A complex listings picture
The National Treasury does have concerns that the number of listings of smaller businesses on public exchanges is not growing.
However, this isn’t a uniquely South African issue. Primary listings are declining in many jurisdictions, notably in Europe. The only region that has had an increase in listings is Asia.
The factors driving JSE listings include:
● Transaction costs both the legislative and regulatory costs of being a public company. They include annual listing fees, listing requirements and the additional governance costs of complying with regulations that are not imposed on private companies;
● Financial visibility the cost of capital and lower valuations arising from a lack of interest by investors, particularly financial institutions, are reflected in a lack of market liquidity in the company’s shares;
● Agency problems these arise from the dispersed shareholding of a public company, leading to management and investors having divergent interests, which adversely affects the performance and valuation of a company;
● Financial performance this can affect the benefits of being listed. For example, low growth prospects reduce the need to raise capital, which is one of the reasons for listing on an exchange;
● Macroeconomic factors such as economic growth, the level of interest rates and corporate taxation and other environmental factors can affect a company’s decision to go private;
● Regulatory environment while the regulatory environment is a factor in overall transaction costs, in our view this is not driving the change in the number of listings. Regulatory requirements are a critical aspect of ensuring confidence in exchanges, which can drive listings.

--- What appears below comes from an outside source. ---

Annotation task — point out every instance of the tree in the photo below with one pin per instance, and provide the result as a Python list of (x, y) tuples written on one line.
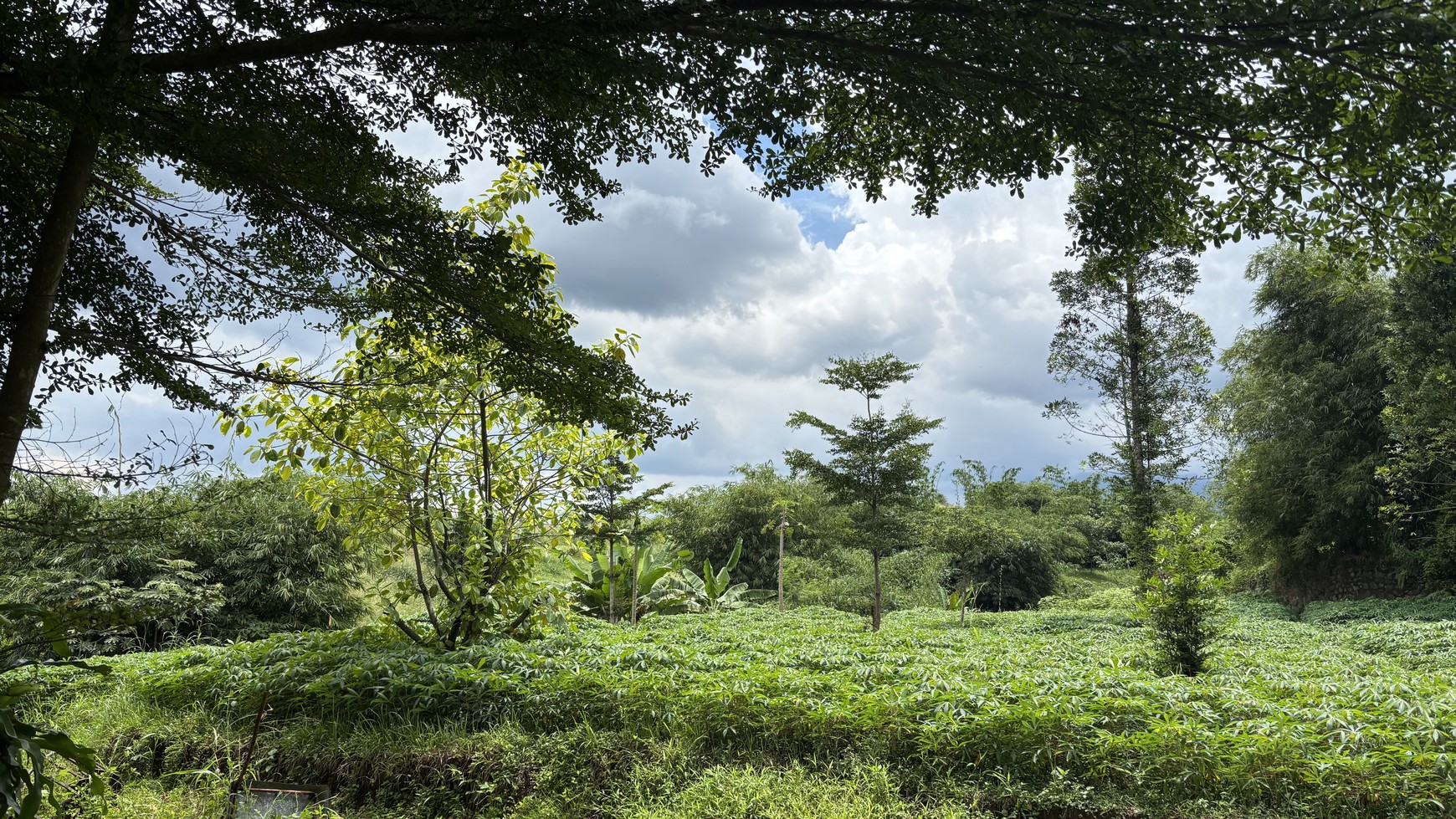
[(612, 514), (1182, 600), (1127, 335), (427, 457), (934, 95), (1420, 417), (1302, 413), (877, 464), (427, 453), (714, 520)]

There is a clear case to consolidate the number of retirement funds to reduce administrative costs for members and improve retirement outcomes. Larger retirement funds, with a broader distribution of members, would also be able to increase risk in their portfolios, which could lead to larger investments in small caps and their shares. Similarly, collective investment schemes can offer higher-risk small-cap funds (which are diversified) where there is sufficient retail appetite to invest in them. There is no regulatory barrier to those types of investments.
A global trend, from which South Africa has not been immune, is the shift to passive investment strategies, with larger numbers of asset managers (through mandates) adopting passive strategies (buying the indices) which does concentrate investment in a limited number of stocks (the top 40). While we have a lot of active asset managers in South Africa, the biggest asset manager, in the form of the Public Investment Corp, has a largely passive strategy. This means that liquidity is in a small number of shares.
In our cover story of April 6, we suggested that the shrinking JSE isn’t the fault of the exchange alone, and argued for regulatory changes to drive funds into the small cap sector. Treasury says otherwise
Macro environment
Generally, a low interest rate environment has favoured alternative forms of capital raising, including private equity and bank finance (debt at or near 0%, with the tax advantages vs equity). This can be seen in the structurally lower level of listings in the low interest rate period after the global financial crisis. For listed firms, many have chosen to reduce the number of shares through share buybacks, which boost prices, making them larger in indices and driving liquidity to these stocks.
The area in which there has been a strong increase in listings is the highgrowth tech sector, where companies prefer raising capital through private markets. The profile of South African companies doesn’t align to investor interest and growth areas.
This implies an innovation problem, not a regulatory one.